June 29, 2007

     The 10-year T-note fell this week all the way to 5.05% from its 5.26% top two weeks ago. Mortgages have settled today near 6.75%.
     The rate decline has had several contributors. In approximate order of importance: fear of default on widening classes of ill-advised debt has pushed money to high-quality paper; a “retracement” from the crest of a big move is normal; and gradually improving inflation data are tilting the Fed from a tight stance toward balanced.
     Last, regarding an accelerating US economy: wait-a-minute-fellas. Home sales are still falling, and un-sold inventories are up to an 8.9 months’ supply, a 15-year record. Weakness in both consumer confidence and orders for durable goods put the second half of 2007 in question for anything much beyond 2% GDP growth.

     Everyone is trying to form a housing forecast... how long, how deep, how bad the collateral damage, except for those who participated in the Great Derivatized Mortgage Train Robbery, who are doing their level best to keep everyone confused.
     The forecasters have run out of metaphors. I’m waiting for these headlines: “Canary Found Dead In Iceberg,” followed by “Tip of Coal Mine Feared.” Meanwhile, the cover-uppers are selling a variety of urban legends and Tales of The West.
     Legend Number One: loosened standards in 2006 and late 2005 are responsible for the sub-prime damage, which will be limited to those loans. Nonsense. We (and all other retailers) were offered the first suicide loans back in 2000, which then and now fall into two generic groups: 100% LTV in any form, with or without borrower documentation, and ARMs with last-cigarette adjustment structure. The roll-out of these loans coincided exactly with The Street’s discovery of “credit derivatives.”
     The ultimate foreclosure damage was masked by a decline in interest rates to a fifty-year low, and a roaring, self-reinforcing run in home prices.
     Number Two: Fraud by Main Street lenders has been the main problem. It is a problem; it has always been a problem, and its depth is always discovered when home prices go flat. In today’s parade of mortgage horrors, fraud is not even a secondary cause. The authentic ones (back to those two generic loan types): if you have no equity at purchase, and prices go flat, and anything goes wrong in your household, you’re cooked. Prices went flat in 2005; that’s the problem in ’05-‘06 loans, not easier credit.
     Then the ARM-structure effects. In 2006 the Fed took short-term rates from the 1% bottom in ’02-’04 to 5.25%. ARM indices follow the Fed: in ’02-’04 a sub-prime borrower adjusting to 5% over Libor at the end of year two or three (the despicable “2/28s and 3/27s”) only went to 6% or 7% pay rate. Now... to 10% or 11%, a disaster having nothing to do with “eased standards” in ’05 and ’06 originations.
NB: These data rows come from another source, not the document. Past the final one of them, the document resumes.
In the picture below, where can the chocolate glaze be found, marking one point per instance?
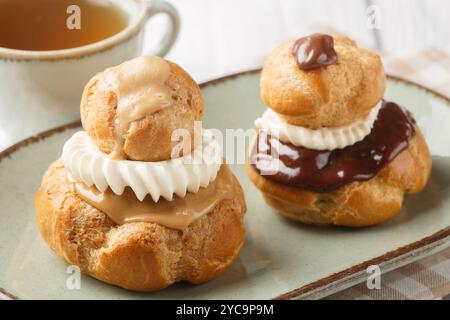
(326, 171)
(314, 51)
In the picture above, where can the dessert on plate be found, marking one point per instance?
(141, 198)
(329, 149)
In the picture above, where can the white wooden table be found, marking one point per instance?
(223, 36)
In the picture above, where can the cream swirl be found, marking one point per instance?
(317, 139)
(89, 165)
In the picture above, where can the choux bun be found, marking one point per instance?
(332, 96)
(357, 204)
(148, 138)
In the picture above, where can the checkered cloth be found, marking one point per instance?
(428, 278)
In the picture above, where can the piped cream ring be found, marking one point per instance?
(177, 176)
(317, 139)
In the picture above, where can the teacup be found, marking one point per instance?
(42, 89)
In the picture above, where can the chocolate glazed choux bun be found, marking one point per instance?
(330, 150)
(124, 209)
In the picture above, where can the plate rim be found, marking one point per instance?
(398, 253)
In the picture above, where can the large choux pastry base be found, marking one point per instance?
(127, 202)
(139, 256)
(357, 204)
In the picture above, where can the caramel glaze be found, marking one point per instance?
(326, 171)
(314, 51)
(176, 214)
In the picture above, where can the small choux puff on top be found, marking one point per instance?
(329, 149)
(121, 206)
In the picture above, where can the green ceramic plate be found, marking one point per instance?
(280, 258)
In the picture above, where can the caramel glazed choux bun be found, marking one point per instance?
(329, 150)
(123, 207)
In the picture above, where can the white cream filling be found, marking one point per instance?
(317, 139)
(89, 165)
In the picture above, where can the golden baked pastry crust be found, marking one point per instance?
(357, 204)
(149, 139)
(331, 96)
(140, 256)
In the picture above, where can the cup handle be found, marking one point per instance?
(160, 6)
     Tales of The West... Housing will bottom when sellers finally reduce their prices enough. Better hope not: that would extinguish the equity in another 15% of households beyond the 15% that have little or none now.
     Another: workouts -- negotiated loan modifications -- will control the foreclosures. Foreclosure hotlines and counseling are doing excellent work, saving many families, but there is terribly little negotiating room. One classic workout: add delinquent payments to the mortgage. Works if there is equity, but without any... toast. Another is rate-reduction, which worked beautifully in the ‘80s (the FHA and VA “streamline refi”) to re-write 14-15% loans down to 8-9%. However, rate-reduction requires a lower market-rate world; today, rates are far higher than when the suicides were assisted. It may be possible to re-write sky-high ARM adjustments, but only at the cost of deepening panic in the credit markets, cash flow collapsing. Take your poison, indolent regulators.
     The next canary to hit the iceberg: S&P and Moody’s are soon to be exposed in the worst systemic rating error ever. They are going to have to re-rate hundreds of billions of new-age mortgage paper, forcing institutions to acknowledge losses beyond estimation, and in so doing admit their own fiduciary failure: fee for blindness.